Escaping the cycle of homelessness and poverty seems beyond the reach of most of these young people, many observers say. But among them, there are those who have turned their lives around.

Samreth, 26, once had no concept of the future. In a perpetual drugged haze, he had minimal motivation to change his ways. But after one incident left him unconscious and alone, he went for advice to his cousin, the one family member who would still talk to him.

“A dog will still be a dog,” Samreth’s cousin told him. “You can’t be changed into someone else. You do the same thing over and over.”

It was a turning point for Samreth, whose name has been changed to protect his job.

After three years of living on the streets, Samreth finally asked Friends International to help him stay off drugs. Within two years, he quit using, received training as an electrician and found a job installing air conditioning units in Phnom Penh’s hotels and office buildings.

He now has his own room, a television and a fan on the first floor of his family home, and he spends his evenings with the family that previously gave up on him. His brother, who once ignored him, bought him a gold watch rimmed in crystals that glisten from beneath his navy collared shirt.

Friends International reconnected 436 children with their families throughout their three Cambodia locations in 2015, according to the NGO’s most recent annual report. The process, from meeting a homeless adolescent on the streets to reuniting that teen with family, can take years,

As night falls in the city, Srey prepares to settle down for another evening sleeping on the streets, this time in the shadow of a shuttered riverside cafe.

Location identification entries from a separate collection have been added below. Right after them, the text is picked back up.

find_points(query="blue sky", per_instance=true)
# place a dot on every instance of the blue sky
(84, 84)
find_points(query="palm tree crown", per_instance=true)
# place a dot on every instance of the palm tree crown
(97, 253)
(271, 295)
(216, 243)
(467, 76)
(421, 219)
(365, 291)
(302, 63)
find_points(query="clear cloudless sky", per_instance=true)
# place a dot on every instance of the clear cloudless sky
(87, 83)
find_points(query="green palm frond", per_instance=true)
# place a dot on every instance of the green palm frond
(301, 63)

Women sit together on thin, unraveling mats, and one changes the diaper on a squirming, underweight baby. Srey sometimes sleeps among these of families, on the concrete ground with little cover other than her flannel shirt and grey leggings.

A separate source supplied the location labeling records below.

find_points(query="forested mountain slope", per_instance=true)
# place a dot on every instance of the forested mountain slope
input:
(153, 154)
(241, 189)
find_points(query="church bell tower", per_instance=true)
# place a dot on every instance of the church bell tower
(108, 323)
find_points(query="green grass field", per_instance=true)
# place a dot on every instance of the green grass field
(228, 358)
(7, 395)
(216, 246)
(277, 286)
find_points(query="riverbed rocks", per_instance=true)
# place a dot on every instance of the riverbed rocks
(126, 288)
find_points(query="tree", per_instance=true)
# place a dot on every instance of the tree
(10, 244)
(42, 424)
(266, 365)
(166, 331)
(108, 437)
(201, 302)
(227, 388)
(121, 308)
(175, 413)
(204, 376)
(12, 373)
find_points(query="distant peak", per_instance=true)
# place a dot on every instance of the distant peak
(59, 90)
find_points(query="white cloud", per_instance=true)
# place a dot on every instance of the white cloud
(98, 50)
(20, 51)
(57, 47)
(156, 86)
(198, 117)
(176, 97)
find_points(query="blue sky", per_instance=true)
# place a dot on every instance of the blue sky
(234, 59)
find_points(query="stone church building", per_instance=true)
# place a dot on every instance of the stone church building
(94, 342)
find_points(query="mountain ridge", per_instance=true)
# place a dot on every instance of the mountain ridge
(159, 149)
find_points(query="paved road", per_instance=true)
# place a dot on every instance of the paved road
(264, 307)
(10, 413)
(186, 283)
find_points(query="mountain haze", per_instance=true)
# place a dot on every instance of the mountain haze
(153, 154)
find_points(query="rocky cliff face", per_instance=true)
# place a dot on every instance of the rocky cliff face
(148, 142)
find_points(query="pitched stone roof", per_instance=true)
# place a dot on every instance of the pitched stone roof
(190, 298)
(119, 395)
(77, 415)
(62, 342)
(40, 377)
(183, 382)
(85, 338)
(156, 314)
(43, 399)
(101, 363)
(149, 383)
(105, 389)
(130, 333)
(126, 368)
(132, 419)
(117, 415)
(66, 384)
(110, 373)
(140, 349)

Lying awake at night, she sometimes imagines life in her home of Kampuchea Krom, the ethnically Cambodian section of Vietnam, where her mother and two siblings moved two years ago after her father died.

Srey still holds on to a little hope that one day she can be reunited with her mother. She estimates the trip south would cost about $50. She looks down as she considers this seemingly insurmountable challenge, her long tangled bangs obscuring her face.

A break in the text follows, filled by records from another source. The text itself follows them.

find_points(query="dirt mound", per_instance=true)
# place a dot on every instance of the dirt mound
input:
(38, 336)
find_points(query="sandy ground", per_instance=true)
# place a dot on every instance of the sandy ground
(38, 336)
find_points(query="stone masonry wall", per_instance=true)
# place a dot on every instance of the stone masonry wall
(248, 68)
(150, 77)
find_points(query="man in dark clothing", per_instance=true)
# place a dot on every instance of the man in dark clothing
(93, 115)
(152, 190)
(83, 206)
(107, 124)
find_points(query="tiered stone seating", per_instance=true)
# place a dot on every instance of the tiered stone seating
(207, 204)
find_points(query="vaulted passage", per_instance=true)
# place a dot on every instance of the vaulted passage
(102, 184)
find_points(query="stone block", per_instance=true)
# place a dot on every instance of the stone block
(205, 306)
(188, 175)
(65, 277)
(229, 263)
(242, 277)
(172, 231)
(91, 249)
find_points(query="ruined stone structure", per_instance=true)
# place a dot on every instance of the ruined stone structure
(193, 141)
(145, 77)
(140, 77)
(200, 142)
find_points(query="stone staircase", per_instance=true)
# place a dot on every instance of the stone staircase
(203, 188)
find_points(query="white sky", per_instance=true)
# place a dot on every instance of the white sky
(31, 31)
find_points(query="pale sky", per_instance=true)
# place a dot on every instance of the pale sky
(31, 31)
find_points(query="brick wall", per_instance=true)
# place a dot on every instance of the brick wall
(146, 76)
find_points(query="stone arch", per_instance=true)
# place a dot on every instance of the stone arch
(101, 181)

Her talk of seeing her mother again or opening her own beauty salon seems a distant dream.

Chan Socheat harbors no such hopes. Standing with his hands thrust in the pockets of his white, dirt-stained hoodie, his trousers are ripped and his feet are bare.

The 18-year-old said he suffers sleeping on the sidewalk or in front of strangers’ homes. He feels cold every night and his exposed feet and arms are covered with a rash of raised mosquito bites.

“Sleeping in people’s front yards, people look down at us,” he said.

He spends his days begging for money, both to eat and feed his glue addiction.

As Socheat speaks, a 16-year-old who refers to himself as Khmorch, or “Ghost,” breathes into a clear plastic bag filled with glue wrapped around his left hand and hidden within his oversized blue button-down shirt, his gaunt chest expanding as he inhales.

Any dreams for Socheat’s future are stolen by the oblivion of the glue.

“There’s nothing I want,” he said after a pause, running his fingers through his fashionably cut hair—long on top, shaved to the scalp on the sides, the one aspect of his appearance that seems maintained. “When I think about the future, it gives me headache.”

With that, Socheat and his crew shuffle off, disappearing into the darkness and back to the streets.